The Founder’s Dilemmas
By Noam Wasserman
(Princeton University Press,
480 pages, $37.95)
Entrepreneurship is a struggle, a battle for success by an entrepreneur and his or her team. What’s not often appreciated, but is highlighted in Harvard University Professor Noam Wasserman’s hefty and sobering book The Founder’s Dilemmas, is the fact that most casualties in this battle often stem from friendly fire or self-inflicted wounds.
From the time entrepreneurs come up with the idea for their startup they face a series of decisions that will have significant consequences. Whether it’s deciding to be a sole founder or find a partner, hiring the first employees, or setting the equity structure, founders grapple with interconnected dilemmas that they will determine what success looks like down the road.
Underlying their decisions should be a firm understanding of whether, in Prof. Wasserman’s shorthand, they want to be rich or king.
Some founders want their new enterprise to shower them with wealth, and therefore should view every tough choice they encounter through that lens. Others are more focused on retaining control; from the start, they should be making choices to enhance that possibility.
“A founder who knows whether wealth or control is his or her primary motivation will have an easier time making decisions and can make consistent decisions that increase the chances of reaching the desired outcome – rich or king,” he writes.
Only a few entrepreneurs, such as Bill Gates, can manage to attain a large degree of both. Invariably a dilemma arises that is a huge obstacle to having it all. That’s why it’s wise to plan ahead.
Here are the main dilemmas a founder will encounter:
At what point in your career should you launch a startup? If you have an idea, are you better to jump in now or continue in your current position, building skills and money that might be helpful later on to better develop the idea? What if you are ready and the economy isn’t?
Solo vs. team approach
Should you launch the business yourself or try to attract co-founders? Going it alone will increase your control but might push financial returns further down the road. A co-founder can accelerate your company’s growth but, depending how you split equity, can limit or even take away control.
In attracting co-founders, should you bring in friends, family, acquaintances, former co-workers, or strangers? Reaching beyond your immediate circle might maximize the wealth opportunities but will be less comfortable. On the other hand, launching a business with a romantic partner or family member could lead to relationship and business tumult.
Roles and rewards
If you have a co-founder, what roles should each of you play? What decisions can you make alone, and which should be joint? How should you divide equity and other financial rewards among the founding team?
What type of investors will you reach out to at different stages of growth and what challenges will that involve?

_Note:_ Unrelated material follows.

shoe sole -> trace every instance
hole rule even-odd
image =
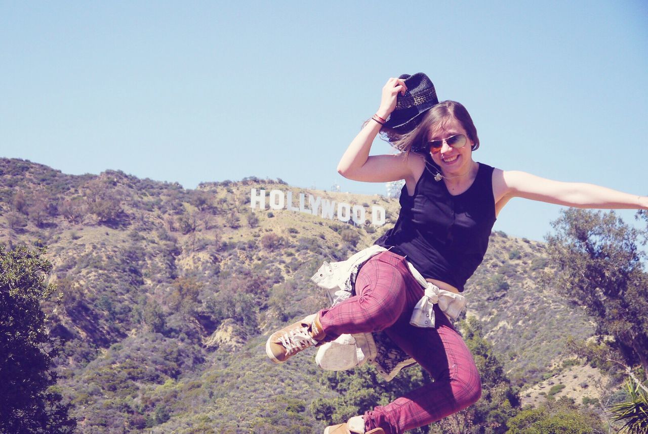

Outside investors usually want a measure of control or complete control, so for this dilemma you definitely have to know whether you want to be rich or king.
Some founders intend to eventually step down as chief executive officer, cashing out and moving on to another position or to launch another startup. Other entrepreneurs aim to remain at the helm for as long as they are healthy. It’s important to think through, and prepare for, the ultimate scenario.
All these dilemmas are critical to a business, but Prof. Wasserman pays particular attention to what he calls the Three Rs: relationships, roles and rewards. It’s important these be aligned, because the linkages between them are strong.
“A decision made at one point can make a subsequent decision turn out badly, even if the subsequent decision might have turned out well in different circumstances,” he notes.
“At best, misalignment of the Three Rs will bring tension and dissension; at worst, it can blow up the founding team.”
Prof. Wasserman provides a great deal of data and stories about high-potential technology and life-sciences startups. His book offers much more information than most entrepreneurs can handle at once, but it is probably essential for them to know.
It would make sense to read the first chapters as key points are outlined, scan the rest, and come back to the book when you hit stages of growth or dilemmas where reading every last word in a chapter could be critical.
Entrepreneurs Steve Blank and Bob Dorf offer a step-by-step guide for building a company from scratch in The Startup Owner’s Manual (K&S Ranch Publishers, 571 pages, $44.78).
Entrepreneur Chris Guillebeau tells how to craft a life of independence and purpose in The $100 Startup (Crown Business, 285 pages, $26.95).
In Serial Innovators (John Wiley, 202 pages, $41.95), Claudio Fezer, a director of McKinsey & Co., takes findings from economics, psychology, neuroscience and sociology to show entrepreneurs how to overcome the obstacles to growth as their firm ages.